Ann Powers reviews the latest album by The Verve.
The Verve
Forth
On Your Own/MRI/Red
3 stars (out of 5)
People take drugs for two reasons. They take them because they desire something utterly predictable; or just the opposite.
Bands like the Verve, a mainstay of England's psychedelically inclined 1990s rock scene, romanticised the first outcome in songs culled from free-form jam sessions and lyrics, by pretty preacher Richard Ashcroft, about shouting down inner demons in a struggle to perfect the soul.
But the Verve's most successful songs came closer to the second kind of chemical experience.
Expansive but solid at the core, the band's commercially-friendly rock produced the desired effect: Ashcroft's comforting platitudes reduced emotional inflammation, while Nick McCabe's forceful guitar effect (supported by a no-nonsense rhythm section) cleared the head like an antihistamine.
This comeback album (after eight years apart, the group reunited in 2007) is solid.
Balancing McCabe's love of athletic jamming with Ashcroft's bardic aspirations, Forth is centred on slowly building jams that pay off in transcendent choruses; a few shorter, more popwise songs, like the single Love Is Noise, follow the precedent of the band's one huge international hit, the sample-happy Bittersweet Symphony.

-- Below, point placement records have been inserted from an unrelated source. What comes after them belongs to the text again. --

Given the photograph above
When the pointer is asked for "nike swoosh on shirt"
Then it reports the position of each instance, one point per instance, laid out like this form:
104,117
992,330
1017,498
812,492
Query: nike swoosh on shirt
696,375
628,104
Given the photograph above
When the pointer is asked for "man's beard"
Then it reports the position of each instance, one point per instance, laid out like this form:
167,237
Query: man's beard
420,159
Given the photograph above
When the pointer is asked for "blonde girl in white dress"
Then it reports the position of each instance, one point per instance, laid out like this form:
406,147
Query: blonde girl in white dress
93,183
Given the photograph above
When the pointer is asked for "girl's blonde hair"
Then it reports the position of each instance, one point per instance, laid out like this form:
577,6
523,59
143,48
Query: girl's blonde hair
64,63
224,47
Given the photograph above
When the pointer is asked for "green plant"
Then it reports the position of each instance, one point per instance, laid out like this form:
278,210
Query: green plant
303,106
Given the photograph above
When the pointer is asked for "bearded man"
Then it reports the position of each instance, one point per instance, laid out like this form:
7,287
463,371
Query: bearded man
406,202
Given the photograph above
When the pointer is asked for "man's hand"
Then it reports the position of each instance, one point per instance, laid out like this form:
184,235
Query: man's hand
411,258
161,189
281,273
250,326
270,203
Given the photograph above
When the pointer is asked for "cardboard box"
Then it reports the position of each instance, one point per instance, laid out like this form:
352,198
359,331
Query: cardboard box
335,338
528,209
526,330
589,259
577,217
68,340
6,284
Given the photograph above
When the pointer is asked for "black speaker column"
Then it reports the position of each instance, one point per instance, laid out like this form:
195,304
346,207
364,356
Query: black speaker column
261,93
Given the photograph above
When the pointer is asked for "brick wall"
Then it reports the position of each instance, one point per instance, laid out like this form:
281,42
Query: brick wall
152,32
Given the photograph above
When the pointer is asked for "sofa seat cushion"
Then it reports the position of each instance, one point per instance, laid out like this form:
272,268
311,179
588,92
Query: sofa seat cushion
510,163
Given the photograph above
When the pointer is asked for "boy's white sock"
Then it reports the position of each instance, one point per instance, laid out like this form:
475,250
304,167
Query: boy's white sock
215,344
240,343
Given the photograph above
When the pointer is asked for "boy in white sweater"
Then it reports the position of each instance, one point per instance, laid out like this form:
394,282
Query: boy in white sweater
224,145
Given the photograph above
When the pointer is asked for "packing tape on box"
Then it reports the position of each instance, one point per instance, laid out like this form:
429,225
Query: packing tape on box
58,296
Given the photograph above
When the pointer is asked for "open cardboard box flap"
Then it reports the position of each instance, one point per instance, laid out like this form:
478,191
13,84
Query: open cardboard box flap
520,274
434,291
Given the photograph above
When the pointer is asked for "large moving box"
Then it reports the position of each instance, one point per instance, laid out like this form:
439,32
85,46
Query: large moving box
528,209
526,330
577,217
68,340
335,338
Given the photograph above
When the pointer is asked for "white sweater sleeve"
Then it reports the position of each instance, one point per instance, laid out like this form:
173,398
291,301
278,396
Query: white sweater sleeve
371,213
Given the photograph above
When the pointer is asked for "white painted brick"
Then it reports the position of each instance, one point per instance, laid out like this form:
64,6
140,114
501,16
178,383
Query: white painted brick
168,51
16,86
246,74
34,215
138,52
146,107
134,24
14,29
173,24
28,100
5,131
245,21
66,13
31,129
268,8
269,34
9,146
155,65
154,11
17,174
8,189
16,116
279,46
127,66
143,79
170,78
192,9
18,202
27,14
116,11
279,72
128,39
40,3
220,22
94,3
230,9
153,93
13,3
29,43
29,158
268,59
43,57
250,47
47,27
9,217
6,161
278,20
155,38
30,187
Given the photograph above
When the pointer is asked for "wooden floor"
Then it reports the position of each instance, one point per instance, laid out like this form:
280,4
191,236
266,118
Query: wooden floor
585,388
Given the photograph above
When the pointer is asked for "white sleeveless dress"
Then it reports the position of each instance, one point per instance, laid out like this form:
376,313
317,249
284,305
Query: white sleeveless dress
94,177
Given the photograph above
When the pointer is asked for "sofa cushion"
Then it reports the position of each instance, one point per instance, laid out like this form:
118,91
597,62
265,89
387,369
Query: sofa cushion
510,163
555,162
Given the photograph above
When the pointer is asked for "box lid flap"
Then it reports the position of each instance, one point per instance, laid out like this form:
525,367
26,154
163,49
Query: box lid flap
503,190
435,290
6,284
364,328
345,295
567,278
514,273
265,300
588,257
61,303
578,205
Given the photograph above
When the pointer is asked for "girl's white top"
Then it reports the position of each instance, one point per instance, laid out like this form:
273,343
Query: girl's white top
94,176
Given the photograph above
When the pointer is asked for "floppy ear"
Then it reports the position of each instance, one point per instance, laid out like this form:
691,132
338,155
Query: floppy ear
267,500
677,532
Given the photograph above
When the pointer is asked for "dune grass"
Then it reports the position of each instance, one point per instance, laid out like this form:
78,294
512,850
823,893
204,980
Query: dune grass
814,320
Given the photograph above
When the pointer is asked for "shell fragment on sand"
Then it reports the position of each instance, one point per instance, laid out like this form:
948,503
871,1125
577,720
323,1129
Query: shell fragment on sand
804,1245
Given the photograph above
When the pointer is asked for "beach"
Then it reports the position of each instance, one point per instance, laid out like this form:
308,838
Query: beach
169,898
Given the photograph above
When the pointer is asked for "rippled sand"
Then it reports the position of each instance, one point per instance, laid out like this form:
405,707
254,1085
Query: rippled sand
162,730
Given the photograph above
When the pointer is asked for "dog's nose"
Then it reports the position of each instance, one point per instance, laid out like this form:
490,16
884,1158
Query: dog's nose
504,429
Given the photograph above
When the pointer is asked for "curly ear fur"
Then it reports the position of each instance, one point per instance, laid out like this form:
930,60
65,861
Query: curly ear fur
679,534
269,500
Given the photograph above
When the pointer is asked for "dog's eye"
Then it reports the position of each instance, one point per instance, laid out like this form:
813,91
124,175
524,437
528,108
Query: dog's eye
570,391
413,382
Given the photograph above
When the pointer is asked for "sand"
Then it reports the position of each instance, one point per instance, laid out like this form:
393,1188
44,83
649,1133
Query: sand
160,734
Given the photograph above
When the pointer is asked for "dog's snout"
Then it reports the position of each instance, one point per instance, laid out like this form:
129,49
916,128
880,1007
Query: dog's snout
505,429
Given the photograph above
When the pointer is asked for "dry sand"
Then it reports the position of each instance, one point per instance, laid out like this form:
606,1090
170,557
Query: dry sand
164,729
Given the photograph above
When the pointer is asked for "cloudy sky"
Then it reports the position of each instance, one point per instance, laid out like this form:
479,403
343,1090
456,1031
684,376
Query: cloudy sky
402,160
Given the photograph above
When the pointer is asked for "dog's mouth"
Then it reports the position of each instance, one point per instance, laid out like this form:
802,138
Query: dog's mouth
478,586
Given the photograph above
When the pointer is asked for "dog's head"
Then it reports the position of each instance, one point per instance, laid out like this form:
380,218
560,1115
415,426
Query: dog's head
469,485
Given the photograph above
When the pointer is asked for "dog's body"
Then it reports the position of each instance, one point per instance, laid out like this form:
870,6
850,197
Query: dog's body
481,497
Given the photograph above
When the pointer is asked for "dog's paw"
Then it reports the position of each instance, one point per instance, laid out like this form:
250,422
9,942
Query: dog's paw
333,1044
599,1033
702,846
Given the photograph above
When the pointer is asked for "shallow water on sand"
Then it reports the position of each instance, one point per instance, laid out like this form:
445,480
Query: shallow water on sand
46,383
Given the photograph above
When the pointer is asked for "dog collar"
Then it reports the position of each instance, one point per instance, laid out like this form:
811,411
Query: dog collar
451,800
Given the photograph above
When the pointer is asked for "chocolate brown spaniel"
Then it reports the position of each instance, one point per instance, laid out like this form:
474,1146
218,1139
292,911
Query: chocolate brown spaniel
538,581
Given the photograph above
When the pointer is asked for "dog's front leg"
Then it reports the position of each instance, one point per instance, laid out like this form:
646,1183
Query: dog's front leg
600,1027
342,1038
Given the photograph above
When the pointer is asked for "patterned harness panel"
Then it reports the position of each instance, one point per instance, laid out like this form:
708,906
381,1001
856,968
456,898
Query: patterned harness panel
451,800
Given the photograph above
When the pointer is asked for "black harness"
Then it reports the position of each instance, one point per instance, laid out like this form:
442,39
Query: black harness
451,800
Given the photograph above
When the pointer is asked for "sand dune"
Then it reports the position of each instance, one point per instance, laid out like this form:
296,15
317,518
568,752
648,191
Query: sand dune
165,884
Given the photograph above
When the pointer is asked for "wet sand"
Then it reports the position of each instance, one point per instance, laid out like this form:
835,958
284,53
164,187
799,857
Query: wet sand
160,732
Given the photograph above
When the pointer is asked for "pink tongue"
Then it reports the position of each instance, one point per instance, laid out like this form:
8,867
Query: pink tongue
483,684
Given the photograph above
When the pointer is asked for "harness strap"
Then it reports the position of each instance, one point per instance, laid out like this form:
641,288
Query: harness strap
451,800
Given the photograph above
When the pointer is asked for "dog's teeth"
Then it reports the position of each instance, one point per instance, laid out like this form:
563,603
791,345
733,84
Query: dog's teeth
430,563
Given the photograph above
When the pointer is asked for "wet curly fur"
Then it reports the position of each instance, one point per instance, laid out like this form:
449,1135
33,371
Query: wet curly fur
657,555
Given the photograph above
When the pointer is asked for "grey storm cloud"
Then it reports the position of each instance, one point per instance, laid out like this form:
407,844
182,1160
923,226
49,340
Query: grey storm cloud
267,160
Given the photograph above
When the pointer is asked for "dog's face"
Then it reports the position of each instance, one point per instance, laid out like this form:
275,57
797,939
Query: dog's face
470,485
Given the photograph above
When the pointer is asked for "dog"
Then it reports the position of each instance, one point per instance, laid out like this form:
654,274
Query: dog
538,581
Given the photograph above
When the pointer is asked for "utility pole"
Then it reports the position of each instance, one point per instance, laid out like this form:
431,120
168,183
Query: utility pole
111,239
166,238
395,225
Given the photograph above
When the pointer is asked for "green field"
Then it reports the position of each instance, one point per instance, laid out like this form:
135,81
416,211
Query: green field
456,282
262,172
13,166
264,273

Like many an English lad before him, Ashcroft puts the sneer into soul; his fine-sandpaper voice tempers the music's heavenward thrust.
It is satisfying, this blend of the angelic and the blokeish, but on Forth it never feels very urgent or original.
If an anthem deficiency is what ails you, this album is a perfectly useful over-the-counter treatment, just don't expect the trip to take you anywhere new.